Let \(f\) be a transcendental entire function. It is known that the Julia set \(J(f)\) is unbounded, so the Fatou set \(F(f)\) cannot contain a neighborhood of \(\infty\). In response to a question of \textit{I. N. Baker} [J. Aust. Math. Soc., Ser. A 30, 483--495 (1981; Zbl 0474.30023)], \textit{Y. Wang} [Isr. J. Math. 121, 55--60 (2001; Zbl 1054.37028)] showed that if \(f\) has order less than \(1/2\) but positive lower order, every component of \(F(f)\) is bounded.

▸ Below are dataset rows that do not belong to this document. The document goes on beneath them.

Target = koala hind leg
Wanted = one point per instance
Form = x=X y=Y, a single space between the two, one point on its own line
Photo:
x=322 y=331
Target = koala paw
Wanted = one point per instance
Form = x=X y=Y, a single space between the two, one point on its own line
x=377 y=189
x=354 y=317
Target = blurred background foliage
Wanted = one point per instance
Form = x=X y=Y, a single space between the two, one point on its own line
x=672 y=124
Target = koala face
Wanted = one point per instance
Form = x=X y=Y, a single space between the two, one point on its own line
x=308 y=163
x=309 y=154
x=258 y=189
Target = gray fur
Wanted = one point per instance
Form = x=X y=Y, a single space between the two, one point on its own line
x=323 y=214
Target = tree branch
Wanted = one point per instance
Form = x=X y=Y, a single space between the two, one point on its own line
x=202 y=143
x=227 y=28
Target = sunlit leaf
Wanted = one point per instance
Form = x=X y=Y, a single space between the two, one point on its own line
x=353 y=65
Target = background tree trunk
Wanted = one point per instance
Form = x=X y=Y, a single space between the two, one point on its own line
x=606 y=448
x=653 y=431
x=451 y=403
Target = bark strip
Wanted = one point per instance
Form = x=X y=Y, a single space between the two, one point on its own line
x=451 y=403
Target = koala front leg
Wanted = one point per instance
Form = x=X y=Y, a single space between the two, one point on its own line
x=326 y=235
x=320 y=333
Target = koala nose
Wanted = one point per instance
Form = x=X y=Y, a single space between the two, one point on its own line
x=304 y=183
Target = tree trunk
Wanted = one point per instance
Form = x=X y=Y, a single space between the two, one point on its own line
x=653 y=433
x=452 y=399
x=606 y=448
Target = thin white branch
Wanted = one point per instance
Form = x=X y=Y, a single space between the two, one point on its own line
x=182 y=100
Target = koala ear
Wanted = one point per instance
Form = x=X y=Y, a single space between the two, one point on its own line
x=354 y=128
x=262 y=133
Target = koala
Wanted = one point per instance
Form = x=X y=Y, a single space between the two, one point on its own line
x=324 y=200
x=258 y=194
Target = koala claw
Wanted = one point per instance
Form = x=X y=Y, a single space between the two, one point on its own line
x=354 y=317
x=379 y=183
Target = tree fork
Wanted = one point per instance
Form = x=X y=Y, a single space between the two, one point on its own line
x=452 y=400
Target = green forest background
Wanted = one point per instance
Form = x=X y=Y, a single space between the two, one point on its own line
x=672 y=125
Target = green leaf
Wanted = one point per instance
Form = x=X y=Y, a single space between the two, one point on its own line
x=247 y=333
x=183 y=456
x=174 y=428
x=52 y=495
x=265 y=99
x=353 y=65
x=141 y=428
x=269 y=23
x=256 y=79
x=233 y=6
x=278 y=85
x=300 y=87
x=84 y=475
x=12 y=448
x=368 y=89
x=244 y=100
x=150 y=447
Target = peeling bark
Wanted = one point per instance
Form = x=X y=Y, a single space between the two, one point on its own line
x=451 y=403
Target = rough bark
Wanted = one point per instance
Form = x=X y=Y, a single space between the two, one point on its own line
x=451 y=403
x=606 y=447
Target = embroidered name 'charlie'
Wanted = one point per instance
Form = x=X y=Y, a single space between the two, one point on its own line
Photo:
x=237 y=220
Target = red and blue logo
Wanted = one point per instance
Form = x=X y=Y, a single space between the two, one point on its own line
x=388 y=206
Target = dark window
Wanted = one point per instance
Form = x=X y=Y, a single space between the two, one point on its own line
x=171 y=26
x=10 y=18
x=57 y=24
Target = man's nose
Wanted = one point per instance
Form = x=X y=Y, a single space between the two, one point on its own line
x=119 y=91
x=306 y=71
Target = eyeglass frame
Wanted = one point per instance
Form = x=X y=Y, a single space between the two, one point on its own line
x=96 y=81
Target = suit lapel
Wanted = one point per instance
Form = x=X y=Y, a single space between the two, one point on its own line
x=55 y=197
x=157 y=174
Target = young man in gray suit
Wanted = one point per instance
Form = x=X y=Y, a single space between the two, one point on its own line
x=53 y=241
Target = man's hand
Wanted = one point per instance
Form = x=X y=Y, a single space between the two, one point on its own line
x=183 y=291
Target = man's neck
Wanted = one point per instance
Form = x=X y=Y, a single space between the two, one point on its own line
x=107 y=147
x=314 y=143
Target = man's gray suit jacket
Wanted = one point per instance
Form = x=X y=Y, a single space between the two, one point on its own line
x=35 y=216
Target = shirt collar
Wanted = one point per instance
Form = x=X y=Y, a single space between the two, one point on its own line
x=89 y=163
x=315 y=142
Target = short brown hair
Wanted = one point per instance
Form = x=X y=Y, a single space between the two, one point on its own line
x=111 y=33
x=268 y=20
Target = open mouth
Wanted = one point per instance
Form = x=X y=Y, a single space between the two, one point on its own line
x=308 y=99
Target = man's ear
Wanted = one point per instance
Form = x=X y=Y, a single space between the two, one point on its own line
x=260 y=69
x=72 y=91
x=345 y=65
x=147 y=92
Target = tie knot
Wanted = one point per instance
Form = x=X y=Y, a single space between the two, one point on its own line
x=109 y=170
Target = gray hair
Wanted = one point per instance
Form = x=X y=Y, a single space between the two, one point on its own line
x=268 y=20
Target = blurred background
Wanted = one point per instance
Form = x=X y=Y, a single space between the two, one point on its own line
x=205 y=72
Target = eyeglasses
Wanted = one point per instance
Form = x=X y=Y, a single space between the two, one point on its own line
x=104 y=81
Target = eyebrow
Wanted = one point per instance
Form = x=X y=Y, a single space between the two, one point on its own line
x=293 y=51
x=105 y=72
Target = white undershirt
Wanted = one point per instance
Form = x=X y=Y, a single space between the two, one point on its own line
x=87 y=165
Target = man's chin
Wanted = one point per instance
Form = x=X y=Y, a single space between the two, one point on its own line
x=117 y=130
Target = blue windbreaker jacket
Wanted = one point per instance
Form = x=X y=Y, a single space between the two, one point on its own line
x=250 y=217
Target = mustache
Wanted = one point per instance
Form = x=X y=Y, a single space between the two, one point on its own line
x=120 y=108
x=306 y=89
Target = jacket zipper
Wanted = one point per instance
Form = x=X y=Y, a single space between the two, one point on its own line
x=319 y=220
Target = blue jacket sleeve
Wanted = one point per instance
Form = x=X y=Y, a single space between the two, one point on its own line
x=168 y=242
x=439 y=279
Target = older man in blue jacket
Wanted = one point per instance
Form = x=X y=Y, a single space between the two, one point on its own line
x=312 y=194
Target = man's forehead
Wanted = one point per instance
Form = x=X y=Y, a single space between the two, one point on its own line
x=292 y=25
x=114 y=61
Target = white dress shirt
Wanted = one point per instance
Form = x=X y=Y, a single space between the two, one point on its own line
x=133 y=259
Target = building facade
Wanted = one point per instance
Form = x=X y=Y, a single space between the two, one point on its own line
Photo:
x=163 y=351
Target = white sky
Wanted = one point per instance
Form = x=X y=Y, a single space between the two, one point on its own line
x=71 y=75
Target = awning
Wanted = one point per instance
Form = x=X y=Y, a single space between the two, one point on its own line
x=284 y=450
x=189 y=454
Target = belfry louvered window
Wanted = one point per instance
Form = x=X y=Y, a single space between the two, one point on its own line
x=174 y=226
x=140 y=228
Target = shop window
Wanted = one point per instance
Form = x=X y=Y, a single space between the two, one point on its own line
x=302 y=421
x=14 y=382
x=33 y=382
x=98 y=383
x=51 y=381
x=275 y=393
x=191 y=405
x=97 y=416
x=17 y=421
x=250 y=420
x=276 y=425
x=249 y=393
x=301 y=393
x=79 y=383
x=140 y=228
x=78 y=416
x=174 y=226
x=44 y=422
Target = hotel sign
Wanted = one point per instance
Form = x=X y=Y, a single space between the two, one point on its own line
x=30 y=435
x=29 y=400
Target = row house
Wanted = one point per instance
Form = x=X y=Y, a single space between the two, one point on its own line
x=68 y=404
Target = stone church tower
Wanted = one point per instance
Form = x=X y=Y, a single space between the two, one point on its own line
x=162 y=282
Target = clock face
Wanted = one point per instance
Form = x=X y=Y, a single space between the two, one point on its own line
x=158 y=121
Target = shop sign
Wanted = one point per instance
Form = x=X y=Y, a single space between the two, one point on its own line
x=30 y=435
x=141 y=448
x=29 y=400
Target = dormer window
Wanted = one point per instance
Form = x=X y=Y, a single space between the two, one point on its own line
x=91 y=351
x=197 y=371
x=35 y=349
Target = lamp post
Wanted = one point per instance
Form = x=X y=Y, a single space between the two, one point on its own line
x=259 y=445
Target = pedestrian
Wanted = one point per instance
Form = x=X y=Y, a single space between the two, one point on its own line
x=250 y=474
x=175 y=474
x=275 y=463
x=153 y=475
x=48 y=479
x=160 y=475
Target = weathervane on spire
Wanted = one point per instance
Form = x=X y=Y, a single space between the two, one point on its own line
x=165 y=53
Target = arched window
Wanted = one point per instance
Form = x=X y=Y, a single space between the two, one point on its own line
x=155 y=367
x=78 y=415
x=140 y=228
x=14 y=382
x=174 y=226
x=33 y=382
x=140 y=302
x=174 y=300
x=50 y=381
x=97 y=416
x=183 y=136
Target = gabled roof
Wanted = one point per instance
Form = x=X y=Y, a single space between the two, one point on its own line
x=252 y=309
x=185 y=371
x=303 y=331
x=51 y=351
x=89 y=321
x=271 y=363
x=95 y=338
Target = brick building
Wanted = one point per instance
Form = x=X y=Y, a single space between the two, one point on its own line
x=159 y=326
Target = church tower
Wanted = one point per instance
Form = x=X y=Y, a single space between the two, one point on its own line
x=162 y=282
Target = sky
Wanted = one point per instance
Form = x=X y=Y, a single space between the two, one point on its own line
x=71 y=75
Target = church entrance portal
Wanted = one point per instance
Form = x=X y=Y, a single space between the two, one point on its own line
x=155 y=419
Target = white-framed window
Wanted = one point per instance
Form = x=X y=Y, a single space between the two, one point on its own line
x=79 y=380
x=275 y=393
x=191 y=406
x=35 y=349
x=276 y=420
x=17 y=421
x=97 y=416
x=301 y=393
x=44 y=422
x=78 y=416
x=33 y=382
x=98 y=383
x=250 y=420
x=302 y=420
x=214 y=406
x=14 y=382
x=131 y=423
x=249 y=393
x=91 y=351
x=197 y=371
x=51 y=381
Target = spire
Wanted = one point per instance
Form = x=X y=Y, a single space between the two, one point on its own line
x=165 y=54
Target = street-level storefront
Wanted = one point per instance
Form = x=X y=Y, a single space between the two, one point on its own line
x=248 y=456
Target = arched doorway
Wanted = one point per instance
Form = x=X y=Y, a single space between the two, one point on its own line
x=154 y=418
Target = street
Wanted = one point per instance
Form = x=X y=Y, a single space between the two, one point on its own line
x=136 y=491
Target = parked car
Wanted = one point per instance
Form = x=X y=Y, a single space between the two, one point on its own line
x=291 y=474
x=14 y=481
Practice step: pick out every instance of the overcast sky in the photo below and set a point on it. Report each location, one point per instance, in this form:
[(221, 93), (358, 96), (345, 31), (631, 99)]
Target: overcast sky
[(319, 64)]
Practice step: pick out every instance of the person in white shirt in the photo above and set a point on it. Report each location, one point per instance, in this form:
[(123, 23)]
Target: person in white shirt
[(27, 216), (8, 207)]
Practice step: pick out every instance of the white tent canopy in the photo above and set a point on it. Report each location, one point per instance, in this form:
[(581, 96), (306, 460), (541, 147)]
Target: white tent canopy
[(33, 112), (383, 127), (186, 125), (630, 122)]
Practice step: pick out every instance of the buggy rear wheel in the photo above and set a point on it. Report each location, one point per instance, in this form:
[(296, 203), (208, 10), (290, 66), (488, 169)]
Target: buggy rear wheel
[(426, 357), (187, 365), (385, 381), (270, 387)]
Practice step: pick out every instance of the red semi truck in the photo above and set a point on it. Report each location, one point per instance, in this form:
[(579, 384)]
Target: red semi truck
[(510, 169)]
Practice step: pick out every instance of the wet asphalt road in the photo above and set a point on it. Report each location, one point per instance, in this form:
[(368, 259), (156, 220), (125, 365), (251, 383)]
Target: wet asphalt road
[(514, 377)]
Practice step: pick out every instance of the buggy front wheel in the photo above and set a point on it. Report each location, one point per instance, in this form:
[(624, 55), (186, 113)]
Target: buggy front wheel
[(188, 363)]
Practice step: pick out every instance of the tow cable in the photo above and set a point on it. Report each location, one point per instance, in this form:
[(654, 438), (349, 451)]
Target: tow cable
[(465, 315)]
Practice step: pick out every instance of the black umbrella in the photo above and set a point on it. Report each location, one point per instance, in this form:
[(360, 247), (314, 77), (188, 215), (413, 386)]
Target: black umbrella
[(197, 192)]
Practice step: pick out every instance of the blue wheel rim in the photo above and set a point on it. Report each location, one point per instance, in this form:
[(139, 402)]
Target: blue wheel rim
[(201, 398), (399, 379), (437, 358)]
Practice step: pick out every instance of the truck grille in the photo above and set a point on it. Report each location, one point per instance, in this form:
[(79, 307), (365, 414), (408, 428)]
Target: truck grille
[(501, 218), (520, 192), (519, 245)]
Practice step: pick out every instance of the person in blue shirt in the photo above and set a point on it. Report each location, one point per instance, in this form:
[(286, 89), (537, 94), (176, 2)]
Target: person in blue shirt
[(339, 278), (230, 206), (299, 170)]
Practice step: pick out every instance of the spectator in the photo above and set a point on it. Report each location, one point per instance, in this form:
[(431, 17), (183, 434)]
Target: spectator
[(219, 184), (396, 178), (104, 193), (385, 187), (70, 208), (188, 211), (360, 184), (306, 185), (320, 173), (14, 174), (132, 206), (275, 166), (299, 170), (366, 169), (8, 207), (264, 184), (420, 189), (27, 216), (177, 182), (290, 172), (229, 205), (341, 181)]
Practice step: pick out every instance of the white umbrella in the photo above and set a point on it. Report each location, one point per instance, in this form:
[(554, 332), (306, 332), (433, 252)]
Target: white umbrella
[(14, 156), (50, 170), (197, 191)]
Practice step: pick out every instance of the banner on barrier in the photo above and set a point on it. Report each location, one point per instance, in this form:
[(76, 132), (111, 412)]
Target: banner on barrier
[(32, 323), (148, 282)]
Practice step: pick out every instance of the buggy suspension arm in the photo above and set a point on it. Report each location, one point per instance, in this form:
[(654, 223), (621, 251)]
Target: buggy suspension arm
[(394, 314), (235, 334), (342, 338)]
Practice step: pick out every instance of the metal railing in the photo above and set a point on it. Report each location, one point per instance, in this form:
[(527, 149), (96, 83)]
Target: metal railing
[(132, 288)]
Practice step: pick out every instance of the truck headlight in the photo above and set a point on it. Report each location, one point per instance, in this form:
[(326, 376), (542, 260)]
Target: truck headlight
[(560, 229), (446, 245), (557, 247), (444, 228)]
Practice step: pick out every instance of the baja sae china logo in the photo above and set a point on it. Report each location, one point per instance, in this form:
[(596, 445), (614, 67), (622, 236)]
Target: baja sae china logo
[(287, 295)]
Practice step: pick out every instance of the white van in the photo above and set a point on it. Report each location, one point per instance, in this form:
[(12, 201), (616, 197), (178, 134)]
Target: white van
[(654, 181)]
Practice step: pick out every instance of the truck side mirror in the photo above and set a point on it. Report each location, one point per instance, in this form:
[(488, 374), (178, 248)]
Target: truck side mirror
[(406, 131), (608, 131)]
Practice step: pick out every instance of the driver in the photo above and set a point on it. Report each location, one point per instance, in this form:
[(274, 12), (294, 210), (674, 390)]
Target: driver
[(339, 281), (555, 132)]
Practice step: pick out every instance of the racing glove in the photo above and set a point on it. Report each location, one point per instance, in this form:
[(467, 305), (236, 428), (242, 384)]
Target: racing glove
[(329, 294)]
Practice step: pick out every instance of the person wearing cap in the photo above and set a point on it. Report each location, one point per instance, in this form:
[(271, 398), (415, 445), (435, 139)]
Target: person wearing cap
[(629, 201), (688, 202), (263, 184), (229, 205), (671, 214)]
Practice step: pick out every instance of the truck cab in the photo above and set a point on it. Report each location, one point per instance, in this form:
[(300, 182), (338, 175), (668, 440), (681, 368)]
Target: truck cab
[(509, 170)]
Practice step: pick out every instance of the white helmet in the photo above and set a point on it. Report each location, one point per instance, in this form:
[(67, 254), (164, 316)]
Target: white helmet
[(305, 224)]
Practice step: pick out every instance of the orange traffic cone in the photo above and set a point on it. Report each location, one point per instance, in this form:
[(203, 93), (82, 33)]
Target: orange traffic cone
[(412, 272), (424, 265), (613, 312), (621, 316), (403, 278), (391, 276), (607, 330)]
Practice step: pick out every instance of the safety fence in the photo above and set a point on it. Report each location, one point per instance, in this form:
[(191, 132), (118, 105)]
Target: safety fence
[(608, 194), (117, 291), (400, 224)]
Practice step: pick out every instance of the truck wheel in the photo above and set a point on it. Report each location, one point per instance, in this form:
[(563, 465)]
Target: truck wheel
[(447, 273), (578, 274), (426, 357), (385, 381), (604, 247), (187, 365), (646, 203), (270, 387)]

The paper under review considers a class of functions \(\Lambda\) for which for \(\varepsilon> 0\), \(\log L(r, f)> (1-\varepsilon)\log M(r, f)\) for all \(r\) outside a set of logarithmic density zero, and sets \(F= \bigcup_{k\geq 1} F_k\) where \(F_k\) is the set of transcendental entire functions for which \(\log\log M(r, f)\geq(\log r)^{1/k}\). If \(h= f_{N^0} f_{N-1}\circ\cdots\circ f\), where \(f_i\) are in \(F\cap\Lambda\) for \(i= 1,\dots N\), then it is shown that \(h\) has no unbounded Fatou component.